Agitadíssimo,o pai de meu amigo ficou por três dias na emergência tentando escapar e dando imenso “trabalho” à mulher e aos filhos. Mas,quando sua única filha veio substituir os irmãos,ela promoveu um drama e apaziguou as aflições do pai que se considerava prisioneiro. A moça não usou remédio ou oração. Usou um poderoso mecanismo ritual que sociólogos comparativos como Goffman,Turner e Lévi-Strauss conhecem e estudam: a inversão que usa o isolamento obrigatório como agente de mudança,cura e transformação.
Assim que chegou ao quarto,a filha comunicou ao aflito pai que ela — e não ele — era a doente aprisionada e ele o livre visitante!

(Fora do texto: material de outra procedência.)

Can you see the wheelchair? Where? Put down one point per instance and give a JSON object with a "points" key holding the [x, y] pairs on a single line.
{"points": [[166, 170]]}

— Veja,papai. Estou amarrada depois do tombo que tomei. Sou grata por ter você ao meu lado,cuidando de mim...
O poder dos avessos — triviais nos ritos de passagem e nos cerimoniais de reversão político-social como o carnaval,conforme estudei em meu livro “Carnavais,malandros e heróis”,de 1979 — serve como solução para estados de angústia ou perigo,como revelam a literatura,o drama e os ritos.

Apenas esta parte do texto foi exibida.